Añete

Personal information
- Full name: Antonio Salas Quinta
- Date of birth: 1 October 1985 (age 40)
- Place of birth: Seville, Spain
- Height: 1.76 m (5 ft 9 in)
- Position: Forward

Youth career
- 2004–2006: Real Sociedad

Senior career*
- Years: Team / Apps / (Gls)
- 2006–2008: Real Sociedad B
- 2008–2009: Coria
- 2009–2010: San Roque / 35 / (9)
- 2010–2011: Real Jaén / 23 / (4)
- 2011–2012: Ceuta / 45 / (6)
- 2012–2013: Olympiacos Volos / 39 / (9)
- 2013–2014: Niki Volos / 38 / (21)
- 2014–2015: Levski Sofia / 28 / (14)
- 2015–2016: Neftchi Baku / 26 / (3)
- 2016–2017: Levski Sofia / 30 / (5)
- 2017–2018: Apollon Smyrnis / 17 / (1)
- Total:  / 281 / (72)

= Añete =

Spanish footballer (born 1985)

Antonio Salas Quinta (born 1 October 1985), simply known as Añete, is a Spanish former professional footballer who played as a forward.

==Career==
===Spain===
A graduate of Real Sociedad youth academy Añete had a brief stint with the B team between 2006 and 2008 before playing for Coria in Tercera División. Then he tried his luck with Segunda División clubs San Roque, Jaén and Ceuta.

===Greece===
In 2012, Añete made his first stint outside Spain, with Olympiacos Volos of Football League (second tier of Greek football). He scored 9 goals in 39 matches during a 2012–13 season.

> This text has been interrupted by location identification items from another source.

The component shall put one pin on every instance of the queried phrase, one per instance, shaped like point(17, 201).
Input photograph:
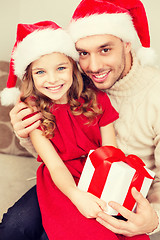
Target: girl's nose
point(94, 63)
point(52, 77)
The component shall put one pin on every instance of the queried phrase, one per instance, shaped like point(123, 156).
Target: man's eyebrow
point(108, 44)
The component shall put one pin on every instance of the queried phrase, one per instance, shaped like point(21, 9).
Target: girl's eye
point(39, 72)
point(61, 68)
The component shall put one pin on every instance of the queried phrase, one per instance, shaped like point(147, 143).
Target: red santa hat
point(34, 41)
point(125, 19)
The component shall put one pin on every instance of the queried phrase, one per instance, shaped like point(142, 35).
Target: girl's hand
point(88, 204)
point(23, 127)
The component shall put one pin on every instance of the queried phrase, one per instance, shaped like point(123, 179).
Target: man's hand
point(23, 127)
point(88, 204)
point(145, 220)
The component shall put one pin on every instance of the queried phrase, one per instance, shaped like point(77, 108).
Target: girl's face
point(52, 76)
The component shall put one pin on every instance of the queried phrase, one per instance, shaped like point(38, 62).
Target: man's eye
point(61, 68)
point(105, 50)
point(39, 72)
point(83, 53)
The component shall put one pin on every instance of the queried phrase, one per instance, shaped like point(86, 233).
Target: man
point(113, 42)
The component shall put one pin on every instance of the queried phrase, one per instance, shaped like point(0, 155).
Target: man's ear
point(127, 46)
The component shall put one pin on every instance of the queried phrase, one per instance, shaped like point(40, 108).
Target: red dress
point(73, 139)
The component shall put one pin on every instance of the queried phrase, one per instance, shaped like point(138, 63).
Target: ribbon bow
point(102, 159)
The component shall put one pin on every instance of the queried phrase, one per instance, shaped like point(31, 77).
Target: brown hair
point(78, 89)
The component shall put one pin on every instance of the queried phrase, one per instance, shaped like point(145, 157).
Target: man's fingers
point(123, 211)
point(113, 224)
point(139, 197)
point(25, 131)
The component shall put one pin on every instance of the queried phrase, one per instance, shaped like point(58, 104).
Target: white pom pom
point(147, 56)
point(9, 96)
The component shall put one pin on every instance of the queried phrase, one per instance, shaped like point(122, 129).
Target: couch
point(18, 167)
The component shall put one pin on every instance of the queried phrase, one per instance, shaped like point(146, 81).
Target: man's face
point(104, 58)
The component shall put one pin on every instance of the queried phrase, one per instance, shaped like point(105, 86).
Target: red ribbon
point(102, 159)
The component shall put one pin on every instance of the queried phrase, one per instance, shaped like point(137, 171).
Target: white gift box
point(117, 184)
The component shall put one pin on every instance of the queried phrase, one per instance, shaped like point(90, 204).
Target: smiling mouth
point(100, 77)
point(54, 88)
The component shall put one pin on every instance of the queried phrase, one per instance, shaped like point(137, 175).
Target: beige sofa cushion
point(17, 175)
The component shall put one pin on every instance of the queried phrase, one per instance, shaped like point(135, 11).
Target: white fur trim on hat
point(147, 56)
point(39, 43)
point(9, 96)
point(119, 25)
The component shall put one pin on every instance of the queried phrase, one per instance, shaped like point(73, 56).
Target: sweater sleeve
point(154, 116)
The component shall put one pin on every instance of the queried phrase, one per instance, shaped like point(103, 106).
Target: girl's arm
point(87, 204)
point(108, 135)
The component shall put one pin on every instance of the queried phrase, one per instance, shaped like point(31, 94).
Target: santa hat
point(34, 41)
point(125, 19)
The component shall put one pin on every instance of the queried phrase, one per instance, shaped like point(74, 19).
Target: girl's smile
point(52, 76)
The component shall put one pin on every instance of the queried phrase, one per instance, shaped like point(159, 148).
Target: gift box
point(110, 175)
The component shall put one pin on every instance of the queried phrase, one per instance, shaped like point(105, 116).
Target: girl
point(75, 119)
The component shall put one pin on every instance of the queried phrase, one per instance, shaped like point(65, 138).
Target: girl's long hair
point(85, 89)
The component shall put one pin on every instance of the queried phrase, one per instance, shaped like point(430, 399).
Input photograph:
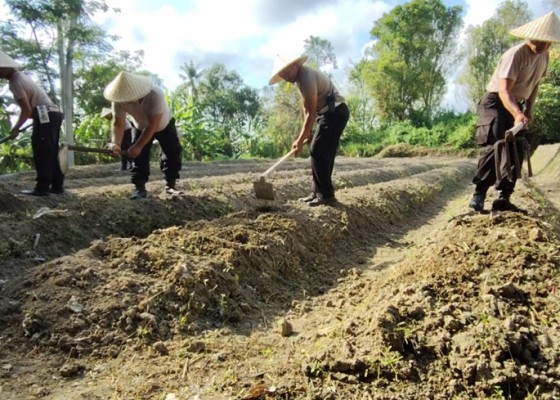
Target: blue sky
point(245, 35)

For the following campaign, Añete joined Niki Volos. On 29 September 2013, he marked his debut with a goal in a 2–0 away win over Doxa Drama. On 1 June 2014, Añete scored a hat-trick to give Niki Volos a 4–0 victory over Iraklis. He finished the season as the league's top scorer with 21 goals and 14 assists, helping his team to gain promotion to the Super League Greece.

===Bulgaria===
On 23 July 2014, Añete signed a one-year contract with Bulgarian side Levski Sofia. He made his debut four days later, in a 2–0 loss against CSKA Sofia in the Eternal derby of Bulgarian football. On 14 September, Añete scored his first goal with fantastic lob, netting the second in a 2–0 home win over Slavia Sofia. In the last minute of the game, he chipped the ball and lobbed it over the advancing Slavia's goalkeeper. On 6 December, during a 1–0 away loss against Cherno More, for a challenge on opponent Añete received his first red card in Bulgaria.

On 17 April 2015, Añete scored a hat-trick in a league match against Lokomotiv Plovdiv and was voted Man of the Match by the fans. On 29 April Antonio scored a crucial last-minute goal to secure a 1–0 victory in the Bulgarian Cup Semifinal against Ludogorets. The final result of the game was 1–0 and Levski got through the final. The Spaniard also opened the scoring in the 2015 Bulgarian Cup final, but Cherno More netted an equalizer in the 92nd minute and won the match after extra time.

He was considered a key player by the Levski Sofia management (with the potential to have the team built around him). He scored 14 goals in 28 matches and became the top-scorer of A group in Bulgaria for season 2014/2015. However, in June 2015, Añete confirmed that he will not be extending his contract with the "bluemen".

After playing one season in Neftchi Baku, on 24 June 2016 Añete returned to Levski Sofia. He left the club in May 2017 when his contract ended.

===Return to Greece===
On 23 July 2017, Apollon Smyrnis announced the signing of Añete on a one-year contract, ahead of the 2017–18 season.